In einem zukunftsweisenden Schritt hat Solana einen detaillierten Plan zur Minderung der potenziellen Risiken des Quantencomputings in seinem Blockchain-Netzwerk vorgestellt. Obwohl die Bedrohung durch Quantenangriffe noch einige Jahre entfernt ist, ergreift das Solana-Ökosystem proaktiv Schritte, um seine Abwehrkräfte zu stärken. Kürzlich haben sich zwei bekannte Validierungs-Client-Entwicklungsteams, Anza und Firedancer, die zusammen einen erheblichen Teil des Netzwerkanteils repräsentieren, auf eine gemeinsame Lösung geeinigt.
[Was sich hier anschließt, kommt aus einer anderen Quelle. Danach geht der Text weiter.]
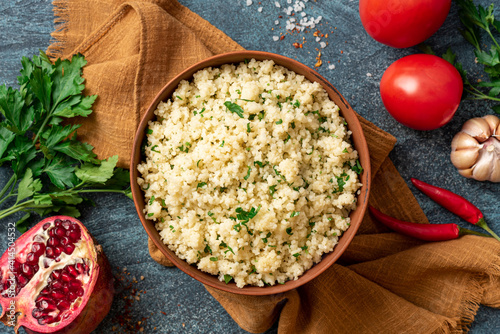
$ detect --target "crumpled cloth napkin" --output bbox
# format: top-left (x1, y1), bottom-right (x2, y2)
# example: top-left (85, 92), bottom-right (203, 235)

Durch getrennte Forschungsbemühungen kamen beide Teams zu dem Schluss, dass ein digitales Post-Quanten-Signaturschema, insbesondere der Falcon-Algorithmus, notwendig ist, um die Sicherheit und die Hochdurchsatzfähigkeiten des Netzwerks zu gewährleisten. Daher haben sie ihren vorläufigen Falcon-basierten Code auf GitHub öffentlich zugänglich gemacht.
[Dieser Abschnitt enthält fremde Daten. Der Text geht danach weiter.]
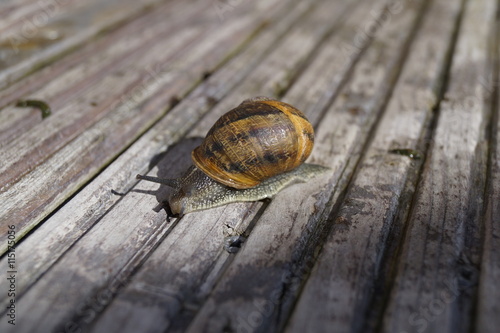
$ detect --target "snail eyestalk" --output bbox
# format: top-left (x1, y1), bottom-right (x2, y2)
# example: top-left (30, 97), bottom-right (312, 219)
top-left (16, 99), bottom-right (52, 119)
top-left (135, 175), bottom-right (179, 188)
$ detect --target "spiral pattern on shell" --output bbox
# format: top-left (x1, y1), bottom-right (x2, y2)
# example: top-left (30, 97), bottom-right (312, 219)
top-left (191, 97), bottom-right (314, 189)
Mittlerweile ist im Solana-Ökosystem eine quantenresistente Lösung namens „Winternitz Vault“ mit freundlicher Genehmigung von Blueshift seit über zwei Jahren in Betrieb. Insbesondere hat Google Quantum AI diese innovative Struktur in einem Anfang des Jahres veröffentlichten technischen Bericht hervorgehoben und ihr Potenzial als führendes Beispiel in der Post-Quantenforschung aufgezeigt. Wie in der Roadmap von Solana dargelegt, beabsichtigt das Projekt, die fortlaufende Forschung im Bereich Quantencomputing fortzusetzen, wobei der Schwerpunkt auf der Bewertung des Falcon-Algorithmus als mögliche Lösung liegt. Für den Fall, dass Quantenbedrohungen dringlicher werden, ist geplant, neue Wallets zu entwickeln, die Post-Quantum-Lösungen integrieren und bestehende Wallets nahtlos auf das gewählte System migrieren. Laut Projektverantwortlichen wurde dieser Migrationsprozess sorgfältig geplant und kann effizient durchgeführt werden, wobei nur minimale Auswirkungen auf die Netzwerkleistung zu erwarten sind.